Main Selection of Military Book Club
Army Historical Soc. Book of Distinction finalist
“The [North Vietnamese] now held most of Binh Long province from Chon Thanh north to the Cambodian border with the exception of the town of An Loc. It was clear that An Loc would be the scene of the next major North Vietnamese effort. A lot was at stake. Not only were the lives of the South Vietnamese soldiers and their American advisers on the line, but so too was the prestige of the South Vietnamese government. The loss of a province so close to Saigon would be a disastrous loss of face for President Thieu and his administration. From the American perspective, the battle would be the supreme test of Vietnamization and President Nixon’s policies in Vietnam. More than that, however, was the fact that very little stood between the North Vietnamese and Saigon except the forces at An Loc.” —from The Battle of An Loc
With the knowledge born of firsthand experience, James H. Willbanks tells the story of the 60-day siege of An Loc. In 1972, late in the Vietnam War, a small group of South Vietnamese held off three North Vietnamese divisions and helped prevent a direct attack on Saigon. The battle can be considered one of the major events during the gradual American exit from Vietnam. An advisor to the South Vietnamese during the battle, Willbanks places the battle in the context of the shifting role of the American forces and a policy decision to shift more of the burden of fighting the war onto the Vietnamese troops.

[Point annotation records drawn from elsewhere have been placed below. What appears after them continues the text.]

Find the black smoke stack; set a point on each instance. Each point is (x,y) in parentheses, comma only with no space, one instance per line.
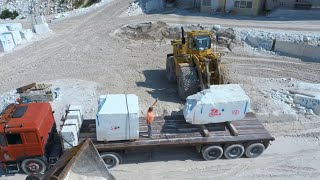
(183,39)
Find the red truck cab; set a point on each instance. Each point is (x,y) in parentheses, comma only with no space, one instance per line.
(27,135)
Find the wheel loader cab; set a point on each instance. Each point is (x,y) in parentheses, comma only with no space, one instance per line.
(201,43)
(193,64)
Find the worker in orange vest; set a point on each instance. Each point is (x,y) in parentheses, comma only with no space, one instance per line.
(150,118)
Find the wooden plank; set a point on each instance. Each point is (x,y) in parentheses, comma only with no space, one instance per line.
(174,130)
(183,141)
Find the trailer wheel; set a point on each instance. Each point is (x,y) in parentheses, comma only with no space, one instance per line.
(170,69)
(34,166)
(234,151)
(254,150)
(111,159)
(211,152)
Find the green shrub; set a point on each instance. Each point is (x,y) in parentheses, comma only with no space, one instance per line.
(7,14)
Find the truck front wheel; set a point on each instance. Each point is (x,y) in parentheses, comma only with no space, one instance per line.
(33,166)
(111,159)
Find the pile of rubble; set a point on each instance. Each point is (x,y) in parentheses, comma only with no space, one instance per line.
(302,97)
(158,31)
(12,34)
(150,31)
(45,7)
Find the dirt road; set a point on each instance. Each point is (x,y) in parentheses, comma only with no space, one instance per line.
(82,48)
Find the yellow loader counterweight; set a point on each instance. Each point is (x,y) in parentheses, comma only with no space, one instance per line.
(194,65)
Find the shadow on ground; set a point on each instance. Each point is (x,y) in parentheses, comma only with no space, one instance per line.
(159,86)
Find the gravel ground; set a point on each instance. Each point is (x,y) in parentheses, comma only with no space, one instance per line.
(84,49)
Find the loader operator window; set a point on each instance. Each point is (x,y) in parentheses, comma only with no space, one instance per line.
(13,139)
(202,43)
(3,141)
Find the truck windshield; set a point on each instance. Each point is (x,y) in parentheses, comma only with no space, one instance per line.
(202,43)
(3,141)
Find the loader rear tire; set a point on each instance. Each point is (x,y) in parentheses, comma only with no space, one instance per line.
(170,69)
(111,159)
(188,82)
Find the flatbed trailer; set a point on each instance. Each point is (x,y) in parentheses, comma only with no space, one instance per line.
(251,139)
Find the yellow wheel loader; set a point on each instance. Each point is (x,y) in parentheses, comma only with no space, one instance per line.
(194,65)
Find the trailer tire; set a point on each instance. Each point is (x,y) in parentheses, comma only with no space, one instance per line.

He presents an overview of the 1972 North Vietnamese Easter Offensive, a plan to press forward the attack on U.S. and ARVN positions throughout the country, including Binh Long province and Saigon. The North Vietnamese hoped to strike a decisive blow at a time when most American troops were being withdrawn. The heart of Willbanks’s account concentrates on the fighting in Binh Long province, Saigon, and the siege of An Loc. It concludes with a discussion of the Paris peace talks, the significance of the fighting at An Loc, and the eventual fall of South Vietnam.